By applying the Matrix Inversion Lemma, we can rewrite the Kalman Gain. When we substitute \(\Sigma_t\) of \(K_t\) with \(\bar{\Sigma}_t\), we obtain

\[\begin{align} K_t &= (C_t^T Q_t^{-1} C_t + \bar{\Sigma}_t^{-1})^{-1} C_t^T Q_t^{-1} \\ &= (\bar{\Sigma}_t - \bar{\Sigma}_t C_t^T (Q_t + C_t \bar{\Sigma}_t C_t^T)^{-1} C_t \bar{\Sigma}_t) C_t^T Q_t^{-1} ~\because {\rm Woodbury ~identity}\\ &= \bar{\Sigma}_t C_t^T (I - (Q_t + C_t \bar{\Sigma}_t C_t^T)^{-1} C_t \bar{\Sigma}_t C_t^T) Q_t^{-1} \\ &= \bar{\Sigma}_t C_t^T (Q_t + C_t \bar{\Sigma}_t C_t^T)^{-1}(Q_t + C_t \bar{\Sigma}_t C_t^T - C_t \bar{\Sigma}_t C_t^T) Q_t^{-1}\\ &= \bar{\Sigma}_t C_t^T (Q_t + C_t \bar{\Sigma}_t C_t^T)^{-1} \\ \end{align}\]

Since the dimension of \(Q_t\) and \(C_t \bar{\Sigma}_t C_t^T\) is \(l\), that is smaller than \(n\), \(K_t\) can be computed with less computational loads.

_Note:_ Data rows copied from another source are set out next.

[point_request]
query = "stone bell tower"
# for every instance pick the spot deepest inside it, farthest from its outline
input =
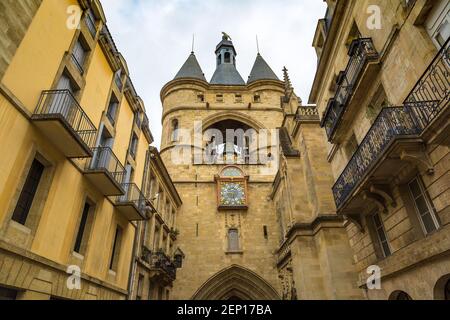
(227, 227)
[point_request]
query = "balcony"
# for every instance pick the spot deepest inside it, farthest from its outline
(133, 203)
(78, 64)
(62, 120)
(106, 172)
(396, 138)
(362, 61)
(118, 81)
(160, 263)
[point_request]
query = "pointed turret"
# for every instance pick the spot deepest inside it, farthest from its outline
(261, 71)
(226, 72)
(191, 69)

This form is not only more efficient but also allows us to update the covariance without an explicit large-matrix inversion:

\[\begin{align} K_t C_t &= \Sigma_t C_t^T Q_t^{-1} C_t \\&= \Sigma_t (\Sigma_t^{-1} - \bar{\Sigma}_t^{-1}) \\ &= I - \Sigma_t \bar{\Sigma}_t^{-1} \end{align}\]

Then, \(\Sigma_t = (I - K_t C_t) \bar{\Sigma}_t\) is derived.

Wrap-up

Finally, update equations can be summarized as follows:

  • Prediction
\[\begin{align} \bar{\mu}_t &= A_t \mu_{t-1} + B_t u_t \\ \bar{\Sigma}_t &= A_t \Sigma_{t-1} A_t^T + R_t \end{align}\]
  • Correction
\[\begin{align} K_t &= \bar{\Sigma}_t C_t^T (Q_t + C_t \bar{\Sigma}_t C_t^T)^{-1} \\ \mu_t &= \bar{\mu}_t + K_t (z_t - C_t\bar{\mu}_t) \\ \Sigma_t &= (I - K_t C_t) \bar{\Sigma}_t \\ \end{align}\]

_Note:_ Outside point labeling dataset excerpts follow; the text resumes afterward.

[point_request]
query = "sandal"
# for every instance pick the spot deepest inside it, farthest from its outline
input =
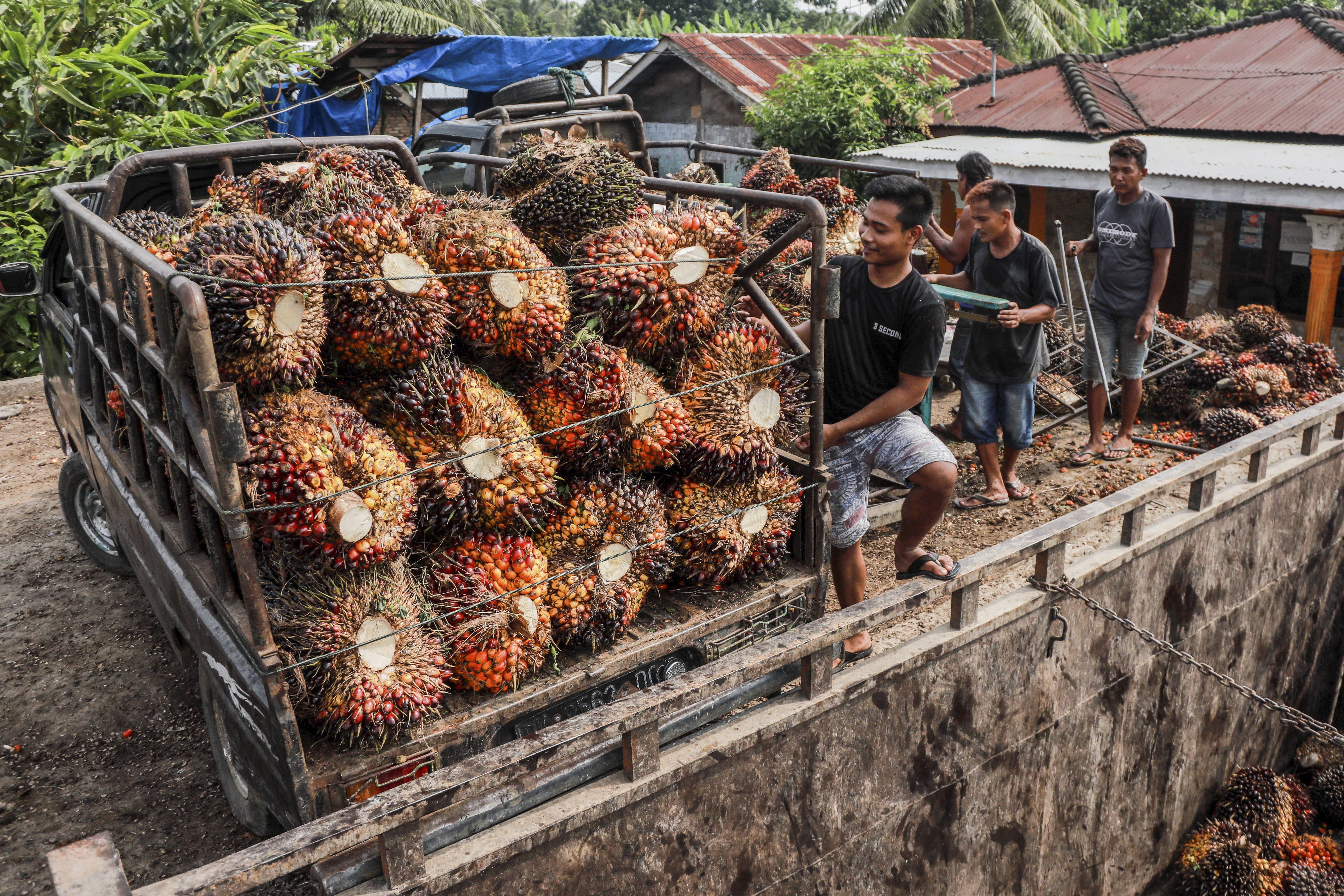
(916, 569)
(984, 500)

The Kalman Filter is a recursive algorithm that maintains a Gaussian belief over time. From the above derivation, we can observe that the product of two Gaussians is another Gaussian, and it provides the optimal estimate for linear systems under Gaussian noise. By exploiting the property that the mean value is minimizing the variance, we also derive the above update equations by minimizing error variance.

However, its practical application is often limited by the assumptions we used for its derivation; linearity and Gaussian. To overcome these challenges, we can consider its variants, such as Extended KF, Unscented KF for non-linear system, or particle filter for non-Gaussian distributions.